Continous Parent and Discrete Child Conditional with Observed Data in PyMC


I am new to PyMC and trying to set up the simple conditional probability model: P(has_diabetes|bmi, race). Race can take on 5 discrete values encoded as 0-4 and BMI can take on a non-zero positive real number. So far I have the parent variables setup like this:

p_race = [0.009149232914923292,
          0.15656903765690378,
          0.019637377963737795,
          0.013947001394700141,
          0.800697350069735]
race = pymc.Categorical('race', p_race)

bmi_alpha = pymc.Exponential('bmi_alpha', 1)
bmi_beta = pymc.Exponential('bmi_beta', 1)
bmi = pymc.Gamma('bmi', bmi_alpha, bmi_beta, value=bmis, observed=True)

I have observed data that looks like:

| bmi | race | has_diabetes |
| 21.7 | 1 | 0 |
| 45.3 | 4 | 1 |
| 18.9 | 2 | 0 |
| 26.6 | 0 | 0 |
| 35.1 | 4 | 0 |

I am attempting to model has_diabetes as:

has_diabetes = pymc.Bernoulli('has_diabetes', p_diabetes, value=data, observed=True)

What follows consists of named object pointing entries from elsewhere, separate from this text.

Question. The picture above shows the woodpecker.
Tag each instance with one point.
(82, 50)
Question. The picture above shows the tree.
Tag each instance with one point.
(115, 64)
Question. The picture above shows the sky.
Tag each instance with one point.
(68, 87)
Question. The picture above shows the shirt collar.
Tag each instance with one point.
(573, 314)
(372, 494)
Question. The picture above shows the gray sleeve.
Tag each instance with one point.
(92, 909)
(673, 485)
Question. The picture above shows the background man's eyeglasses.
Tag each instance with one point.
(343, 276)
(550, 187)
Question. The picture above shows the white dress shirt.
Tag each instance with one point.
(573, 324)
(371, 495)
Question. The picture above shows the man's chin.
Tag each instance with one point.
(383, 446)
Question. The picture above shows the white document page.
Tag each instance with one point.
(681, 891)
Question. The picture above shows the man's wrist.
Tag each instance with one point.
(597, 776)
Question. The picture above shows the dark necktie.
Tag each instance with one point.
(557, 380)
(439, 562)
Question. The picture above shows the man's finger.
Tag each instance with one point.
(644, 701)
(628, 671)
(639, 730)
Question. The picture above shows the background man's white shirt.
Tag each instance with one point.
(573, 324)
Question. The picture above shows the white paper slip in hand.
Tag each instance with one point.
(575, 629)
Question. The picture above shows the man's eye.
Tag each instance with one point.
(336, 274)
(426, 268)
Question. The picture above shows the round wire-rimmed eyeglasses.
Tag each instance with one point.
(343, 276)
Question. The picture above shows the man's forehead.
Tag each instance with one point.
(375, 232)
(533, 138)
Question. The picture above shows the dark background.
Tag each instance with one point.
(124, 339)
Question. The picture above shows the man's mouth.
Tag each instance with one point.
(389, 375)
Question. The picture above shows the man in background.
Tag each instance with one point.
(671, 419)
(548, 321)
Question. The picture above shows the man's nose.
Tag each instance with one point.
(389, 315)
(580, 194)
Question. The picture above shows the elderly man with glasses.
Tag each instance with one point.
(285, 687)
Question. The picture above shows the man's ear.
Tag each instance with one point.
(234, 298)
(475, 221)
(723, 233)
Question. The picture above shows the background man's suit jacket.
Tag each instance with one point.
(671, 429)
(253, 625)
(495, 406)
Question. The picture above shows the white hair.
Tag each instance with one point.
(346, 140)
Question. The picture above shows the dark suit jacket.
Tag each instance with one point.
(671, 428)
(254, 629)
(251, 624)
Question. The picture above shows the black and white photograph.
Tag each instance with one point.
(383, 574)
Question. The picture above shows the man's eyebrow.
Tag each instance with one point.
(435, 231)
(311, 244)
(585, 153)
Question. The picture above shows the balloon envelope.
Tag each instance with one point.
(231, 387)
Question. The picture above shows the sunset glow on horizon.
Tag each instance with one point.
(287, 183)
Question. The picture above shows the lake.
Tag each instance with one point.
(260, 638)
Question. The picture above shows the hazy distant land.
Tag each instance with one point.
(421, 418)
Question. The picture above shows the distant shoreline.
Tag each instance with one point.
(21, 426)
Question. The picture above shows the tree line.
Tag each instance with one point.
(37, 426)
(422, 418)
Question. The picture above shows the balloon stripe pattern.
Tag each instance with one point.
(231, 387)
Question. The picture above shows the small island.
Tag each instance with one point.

My problem is that I am not sure how to construct the p_diabetes function since it is dependent on the values of race and and the continuous value of bmi.


Solution

  • You need to construct a deterministic function that generates p_diabetes as a function of your predictors. The safest way to do this is via a logit-linear transformation. For example:

    intercept = pymc.Normal('intercept', 0, 0.01, value=0)
    beta_race = pymc.Normal('beta_race', 0, 0.01, value=np.zeros(4))
    beta_bmi = pymc.Normal('beta_bmi', 0, 0.01, value=0)
    
    @pymc.deterministic
    def p_diabetes(b0=intercept, b1=beta_race, b2=beta_bmi):
    
        # Prepend a zero for baseline
        b1 = np.append(0, b1)
    
        # Logit-linear model
        return pymc.invlogit(b0 + b1[race] + b2*bmi)
    

    I would make the baseline race be the largest group (it is assumed to be index 0 in this example).

    Actually, its not clear what the first part of the model above is for, specifically, why you are building models for the predictors, but perhaps I am missing something.